Enter the International Labour Organization (ILO), which has been quietly monitoring the situation. In a recent briefing not widely covered in regional press, ILO Senior Specialist for Sustainable Enterprises, Dr. Ayesha Khan, warned that “the current model is fracturing at the seams.”
“When factories operate on razor-thin margins and brands push for ultra-low costs, the burden doesn’t vanish—it gets transferred. And in Bangladesh, it’s almost always transferred to the worker, whether through wage suppression, unsafe conditions, or now, involuntary idleness.”
Her comments underscore a systemic flaw: the absence of binding cost-sharing mechanisms in global apparel contracts.

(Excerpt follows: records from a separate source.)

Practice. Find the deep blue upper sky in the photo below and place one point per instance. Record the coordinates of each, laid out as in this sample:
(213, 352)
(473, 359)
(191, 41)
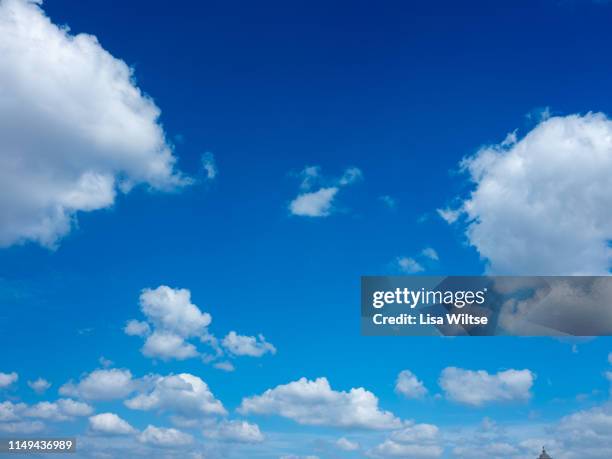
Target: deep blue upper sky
(402, 90)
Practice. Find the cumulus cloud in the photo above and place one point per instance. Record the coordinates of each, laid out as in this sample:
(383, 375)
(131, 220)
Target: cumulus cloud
(247, 345)
(183, 394)
(209, 165)
(7, 379)
(347, 445)
(478, 388)
(172, 320)
(314, 204)
(540, 204)
(409, 265)
(60, 410)
(319, 202)
(390, 448)
(108, 384)
(389, 201)
(110, 424)
(137, 328)
(316, 403)
(39, 386)
(75, 128)
(164, 438)
(408, 385)
(235, 431)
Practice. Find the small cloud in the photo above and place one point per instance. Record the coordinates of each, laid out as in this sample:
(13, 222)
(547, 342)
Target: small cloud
(247, 345)
(347, 445)
(39, 386)
(409, 265)
(430, 253)
(388, 201)
(319, 203)
(225, 366)
(350, 176)
(6, 379)
(105, 362)
(449, 215)
(315, 204)
(408, 385)
(209, 165)
(110, 424)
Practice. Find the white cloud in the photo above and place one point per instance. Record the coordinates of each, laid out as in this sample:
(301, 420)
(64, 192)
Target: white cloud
(60, 410)
(415, 433)
(7, 379)
(165, 438)
(449, 215)
(247, 345)
(388, 201)
(430, 253)
(209, 165)
(171, 310)
(110, 424)
(408, 385)
(319, 203)
(350, 176)
(316, 403)
(314, 204)
(106, 384)
(137, 328)
(390, 448)
(347, 445)
(172, 320)
(409, 265)
(167, 345)
(75, 128)
(225, 366)
(39, 386)
(477, 388)
(236, 431)
(541, 205)
(183, 394)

Meanwhile, local unions are scrambling to respond. The Bangladesh Independent Garment Workers Union Federation (BIGUF) has filed urgent appeals with the Ministry of Labour, demanding not just back pay for mandatory leave periods, but the establishment of a wage stabilization fund financed by a small levy on export orders. “We need a buffer,” said BIGUF President Shahidul Islam in a telephone interview. “When a factory hits a cash-flow wall, workers shouldn’t be the first to hit the pavement. We need shock absorbers built into the system.”
Notice glimmers of movement. A pilot program launched last month by the German development agency GIZ, in partnership with H&M and Levi Strauss & Co., is testing a new payment mechanism in 12 Dhaka factories. Instead of the traditional 60–90 day letter of credit cycle, brands are now committing to 30-day payments via blockchain-verified smart contracts, tied to verified production milestones. Early results show a 40% reduction in payment delays and a corresponding drop in unauthorized work stoppages. “It’s not charity,” explained Lars Müller, GIZ’s Sustainable Textiles Advisor. “It’s risk mitigation. When workers get paid on time, factories stay open. When factories stay open, supply chains stay reliable.”
“We’re treating timely payment not as a favor, but as a core operational metric—like on-time delivery or quality control.”
Still, scaling such solutions requires more than goodwill. It demands accountability from the world’s largest apparel retailers, many of whom continue to prioritize quarterly earnings over supply chain resilience. The recent EU Corporate Sustainability Due Diligence Directive (CSDDD), set to take full effect in 2027, may eventually force change—but for now, compliance remains voluntary for most non-European brands operating in Bangladesh.
What’s at stake isn’t just factory output or export revenues—it’s the social contract that has allowed Bangladesh to lift millions out of poverty over the past two decades. The garment sector still accounts for over 80% of the country’s export earnings and employs roughly 4 million people, 60% of whom are women. When work stops, it’s not just looms that fall silent. It’s children’s school fees, mothers’ medicine, fathers’ rent—everything that turns a wage into a life.
So the next time you see a “$5 tee” hanging in a store window, ask yourself: whose silence paid for that discount? And more importantly, what are we willing to do to make sure the next shutdown isn’t met with another round of mandatory leave—but with a real plan to keep the machines running, and the people paid?
What do you suppose—should brands be held financially responsible for ensuring their suppliers can pay workers on time, even when market conditions shift?